Net

Kevin – Marcus Pertahankan Gelar Juara Indonesia Open

JAKARTA, KRJOGJA.com – Ambisi pasangan ganda putra Kevin Sanjaya/Marcus Gideon mejuarai turnamen Blibli Indonesia Open 2019 mejadi kenyataan. Dibabak final mampu menundukkan seniornya pasangan  Hendra Setiaewan/Muhammad Ahsan dua set langsung  21-19, 21-16 di Gedung istora Senayan, Jakarta. Dengan kemenangan ini, pasangan Kevin/Marcus  mampu mempertahankan gelar juara yang diraihnya tahun lalu. Sementara pasangan Hendra/Ahsan harus  puas sebagai runner up  turnamen yang berhadiah total Rp 17 miliar itu.

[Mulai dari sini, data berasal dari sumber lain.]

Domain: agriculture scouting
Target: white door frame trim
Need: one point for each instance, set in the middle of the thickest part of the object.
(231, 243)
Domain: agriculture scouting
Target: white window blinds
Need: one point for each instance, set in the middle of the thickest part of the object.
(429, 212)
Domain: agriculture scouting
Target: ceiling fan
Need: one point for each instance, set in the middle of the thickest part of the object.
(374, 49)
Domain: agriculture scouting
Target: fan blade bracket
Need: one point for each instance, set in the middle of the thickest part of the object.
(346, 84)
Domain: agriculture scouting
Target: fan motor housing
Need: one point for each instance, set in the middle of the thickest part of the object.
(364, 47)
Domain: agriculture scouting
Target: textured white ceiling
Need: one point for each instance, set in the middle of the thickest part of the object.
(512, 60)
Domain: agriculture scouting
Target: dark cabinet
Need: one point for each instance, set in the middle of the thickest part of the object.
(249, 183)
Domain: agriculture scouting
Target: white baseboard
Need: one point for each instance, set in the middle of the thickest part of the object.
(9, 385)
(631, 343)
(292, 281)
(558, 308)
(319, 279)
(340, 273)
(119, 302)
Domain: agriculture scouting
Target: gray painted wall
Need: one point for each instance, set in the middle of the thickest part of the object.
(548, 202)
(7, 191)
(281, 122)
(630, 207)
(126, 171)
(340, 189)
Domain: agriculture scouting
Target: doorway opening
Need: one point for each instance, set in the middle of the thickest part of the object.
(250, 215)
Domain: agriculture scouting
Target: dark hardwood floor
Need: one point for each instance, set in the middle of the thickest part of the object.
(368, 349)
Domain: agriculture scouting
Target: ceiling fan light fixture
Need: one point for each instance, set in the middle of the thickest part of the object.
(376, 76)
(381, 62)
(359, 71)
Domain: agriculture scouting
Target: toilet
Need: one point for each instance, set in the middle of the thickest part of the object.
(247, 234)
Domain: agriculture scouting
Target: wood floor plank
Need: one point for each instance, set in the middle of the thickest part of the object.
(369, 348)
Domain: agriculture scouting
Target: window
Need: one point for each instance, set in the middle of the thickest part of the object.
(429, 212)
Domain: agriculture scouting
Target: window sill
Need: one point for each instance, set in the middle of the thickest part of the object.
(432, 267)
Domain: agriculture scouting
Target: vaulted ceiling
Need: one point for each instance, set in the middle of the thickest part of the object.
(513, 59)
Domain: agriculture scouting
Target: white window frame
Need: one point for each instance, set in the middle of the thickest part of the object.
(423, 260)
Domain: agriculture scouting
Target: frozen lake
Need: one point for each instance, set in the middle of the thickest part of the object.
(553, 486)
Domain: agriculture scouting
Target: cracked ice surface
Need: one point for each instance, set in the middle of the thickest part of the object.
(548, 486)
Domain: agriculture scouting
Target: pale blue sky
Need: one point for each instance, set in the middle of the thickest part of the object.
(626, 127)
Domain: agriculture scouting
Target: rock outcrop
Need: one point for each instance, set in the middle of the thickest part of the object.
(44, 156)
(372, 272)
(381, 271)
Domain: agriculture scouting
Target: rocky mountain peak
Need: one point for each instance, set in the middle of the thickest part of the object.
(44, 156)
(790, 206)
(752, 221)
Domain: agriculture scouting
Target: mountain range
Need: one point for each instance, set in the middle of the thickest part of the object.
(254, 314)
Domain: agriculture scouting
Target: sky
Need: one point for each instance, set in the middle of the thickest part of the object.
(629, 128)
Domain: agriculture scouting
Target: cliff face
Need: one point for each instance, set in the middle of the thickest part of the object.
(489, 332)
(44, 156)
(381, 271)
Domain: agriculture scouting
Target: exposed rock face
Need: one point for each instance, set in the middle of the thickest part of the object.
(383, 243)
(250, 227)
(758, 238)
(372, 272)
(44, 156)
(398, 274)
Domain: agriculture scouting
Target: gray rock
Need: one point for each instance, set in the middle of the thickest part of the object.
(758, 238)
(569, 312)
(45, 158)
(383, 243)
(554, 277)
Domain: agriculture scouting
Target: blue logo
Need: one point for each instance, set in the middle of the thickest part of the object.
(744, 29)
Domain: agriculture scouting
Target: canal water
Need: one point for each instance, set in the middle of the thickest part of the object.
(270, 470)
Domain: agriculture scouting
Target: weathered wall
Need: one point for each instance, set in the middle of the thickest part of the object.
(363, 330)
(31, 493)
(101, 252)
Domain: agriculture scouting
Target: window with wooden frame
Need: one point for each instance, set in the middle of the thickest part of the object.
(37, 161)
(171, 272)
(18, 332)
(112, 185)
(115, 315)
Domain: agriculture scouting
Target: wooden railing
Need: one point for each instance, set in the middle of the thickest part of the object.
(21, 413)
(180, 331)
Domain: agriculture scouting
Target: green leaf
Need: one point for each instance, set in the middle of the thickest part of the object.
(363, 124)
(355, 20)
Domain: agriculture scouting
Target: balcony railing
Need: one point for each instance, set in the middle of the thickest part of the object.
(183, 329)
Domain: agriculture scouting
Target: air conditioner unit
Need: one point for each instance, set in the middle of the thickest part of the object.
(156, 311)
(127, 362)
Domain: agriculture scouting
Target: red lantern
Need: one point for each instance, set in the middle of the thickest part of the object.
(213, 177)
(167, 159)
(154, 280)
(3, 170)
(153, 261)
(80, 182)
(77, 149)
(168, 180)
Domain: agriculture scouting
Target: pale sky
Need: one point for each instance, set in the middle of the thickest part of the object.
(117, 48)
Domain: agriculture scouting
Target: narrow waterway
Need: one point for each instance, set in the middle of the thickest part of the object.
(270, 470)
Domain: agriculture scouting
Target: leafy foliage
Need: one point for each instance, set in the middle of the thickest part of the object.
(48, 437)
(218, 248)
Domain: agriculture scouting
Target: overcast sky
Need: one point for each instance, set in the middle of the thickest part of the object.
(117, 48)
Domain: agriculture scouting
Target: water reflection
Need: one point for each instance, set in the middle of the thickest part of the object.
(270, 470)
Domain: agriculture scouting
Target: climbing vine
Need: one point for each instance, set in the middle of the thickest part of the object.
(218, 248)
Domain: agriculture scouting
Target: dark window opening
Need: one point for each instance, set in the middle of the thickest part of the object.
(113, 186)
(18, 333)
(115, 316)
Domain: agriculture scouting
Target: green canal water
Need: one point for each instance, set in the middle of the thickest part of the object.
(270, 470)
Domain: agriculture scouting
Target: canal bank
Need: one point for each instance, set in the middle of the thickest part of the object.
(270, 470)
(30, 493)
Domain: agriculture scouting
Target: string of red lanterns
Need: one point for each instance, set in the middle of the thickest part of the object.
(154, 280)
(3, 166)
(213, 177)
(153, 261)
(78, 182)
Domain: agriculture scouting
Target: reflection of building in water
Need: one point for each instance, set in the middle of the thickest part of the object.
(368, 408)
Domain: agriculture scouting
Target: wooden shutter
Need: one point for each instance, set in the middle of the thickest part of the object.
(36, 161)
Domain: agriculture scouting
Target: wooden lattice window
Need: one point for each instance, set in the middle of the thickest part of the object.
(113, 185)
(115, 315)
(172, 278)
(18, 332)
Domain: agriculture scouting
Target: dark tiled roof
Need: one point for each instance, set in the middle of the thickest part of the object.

Ada acara menarik sebelum kedua pasangan Indonesia berlaga di final, diantaranya ada acara menyanyikan lagu Padamu Negeri dan diacara pemberian hadiah, para pemain naik podium disertai putra-putrinya yang masih kecil, kecuali Kevin Sanjaya yang belum keluarga. Menpora Imam Nahrawi didampingi Ketua PP PBSI, Jenderal (Pur) Wiranto memberikan ucapan selamat dan membagikan medali.

Ini adalah untuk kali ke-9 Marcus/Kevin bertemu dengan Ahsan/Hendra. Terakhir kali, Marcus Fernaldi Gideon/Kevin Sanjaya Sukamuljo dan Mohammad Ahsan/Hendra Setiawan bertemu pada final Indonesia Masters 2019, Januari lalu. Saat itu, Marcus/Kevin menang, dengan skor 21-17, 21-11.

Marcus/Kevin secara keseluruhan unggul 6-2 dalam rekor pertemuan dengan seniornya tersebut. Ahsan/Hendra tercatat pernah menang atas Marcus/Kevin pada Indonesia Open 2015 dan Malaysia Open 2016.

“Terus terang menghadapi menghadapi pasangan senior Hendra/Ahsan harus waspada, sedikit lengah, bisa berakibat fatal. Sebab akan menjadi senjatanya untuk dapat mengalahkan lawan. Makanya kita hati-hati dan tidak lengah,” kata Kevin.

Hal itu juga diamini oleh Marcus Gideon. Bahkan menurutnya, ini adalah berkah yang patut disyukuri, sebab belakangan belum berhasil mengukir gelar juara.” Kami bersyukur mampu juara dan mempertahankan gelar juara yang iraih tahun lalu,” ujar Marcus.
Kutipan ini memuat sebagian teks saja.